IT WAS mostly a dire day at Grace Road yesterday: for Aftab Habib, who will be greatly surprised if he is not dropped from England's team today; and for Darren Maddy and Ben Smith, both England possibles, who fluffed a rare chance to impress the selectors; and for Leicestershire, the champion county, who played as though someone had replaced the silver spoon with a wooden one. Vince Wells, who made 101, and Paul Nixon, with 99, restored some of the gilt.

It was a perfect day for batting. The wicket was good, the sun was hot, the sky clear; there were even a few hundred spectators in this pleasant, tree-lined country ground which rarely draws a proper crowd.

But the spectators were not enthusiastic about what they saw until Wells and Nixon put on 163 for the sixth wicket and made sure New Zealand would bat again. A seventh-wicket stand of 59 means that the tourists will have to apply themselves to reach a target of around 200 to win today.

Until Wells and Nixon took off - Wells scored 18 fours and a six in his century - the only player who had enjoyed himself was Shayne O'Connor of Otago and New Zealand, left-arm medium-fast-medium, who used the breeze to aggravate his swing. When Smith departed, he had taken the first five Leicestershire wickets to fall in their second innings.

This had begun with New Zealand 135 in the lead after losing their last two wickets quickly in the morning. O'Connor soon had Darren Stevens and Iain Sutcliffe lbw, but Maddy was middling the ball and reaching the boundary easily, twice with straight drives, off the back foot to long on, through the covers, pulling square, and edging only one of his fours through the slips.
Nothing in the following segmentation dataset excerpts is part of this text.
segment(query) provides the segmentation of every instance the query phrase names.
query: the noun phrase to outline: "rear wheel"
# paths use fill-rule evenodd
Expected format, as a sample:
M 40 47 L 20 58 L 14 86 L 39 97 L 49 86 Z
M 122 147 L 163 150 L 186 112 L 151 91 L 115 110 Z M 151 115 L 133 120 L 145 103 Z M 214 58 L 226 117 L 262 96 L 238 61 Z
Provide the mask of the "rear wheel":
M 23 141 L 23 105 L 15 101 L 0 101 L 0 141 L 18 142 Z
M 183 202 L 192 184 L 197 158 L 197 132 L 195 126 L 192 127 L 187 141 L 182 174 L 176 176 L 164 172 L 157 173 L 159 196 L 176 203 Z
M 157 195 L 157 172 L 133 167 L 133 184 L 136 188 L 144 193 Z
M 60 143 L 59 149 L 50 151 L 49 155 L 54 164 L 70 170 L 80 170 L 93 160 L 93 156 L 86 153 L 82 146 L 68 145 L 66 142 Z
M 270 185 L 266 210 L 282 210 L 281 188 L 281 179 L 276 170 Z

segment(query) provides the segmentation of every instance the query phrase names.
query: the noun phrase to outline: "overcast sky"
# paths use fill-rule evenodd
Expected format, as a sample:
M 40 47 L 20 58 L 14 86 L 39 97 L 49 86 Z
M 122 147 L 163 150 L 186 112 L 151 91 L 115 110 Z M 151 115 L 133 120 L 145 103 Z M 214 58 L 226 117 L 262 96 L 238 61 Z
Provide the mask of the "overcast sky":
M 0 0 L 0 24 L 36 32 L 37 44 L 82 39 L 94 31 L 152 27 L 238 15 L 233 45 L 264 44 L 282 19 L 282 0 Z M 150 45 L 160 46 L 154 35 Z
But then he reached forward to O'Connor, who was bowling over the wicket, missed the swing and was plumb lbw. There were eight fours in his deceitful - we were deceived by the promise - and disappointing innings of 38.

For Habib this game has been a disaster. His confidence is shot. And the loss of it seems to have affected the co-ordination between his brain and his feet. Following Test scores of 6, 1, and 19, he was bowled for five in the first innings.

Yesterday must have been Habib's last chance, but when he had scored four off 15 balls, he stood still, half-heartedly held out his bat and the keeper took the edge. He looked for a motive, maybe he was trying a steer to third man, but there probably wasn't one.

In five innings against the poorest this summer, Habib has scored 35 runs. Sadly he has been found wanting, but Leicestershire are a compassionate outfit. Their coach, Jack Birkenshaw, will pick him up carefully and try to put him together again.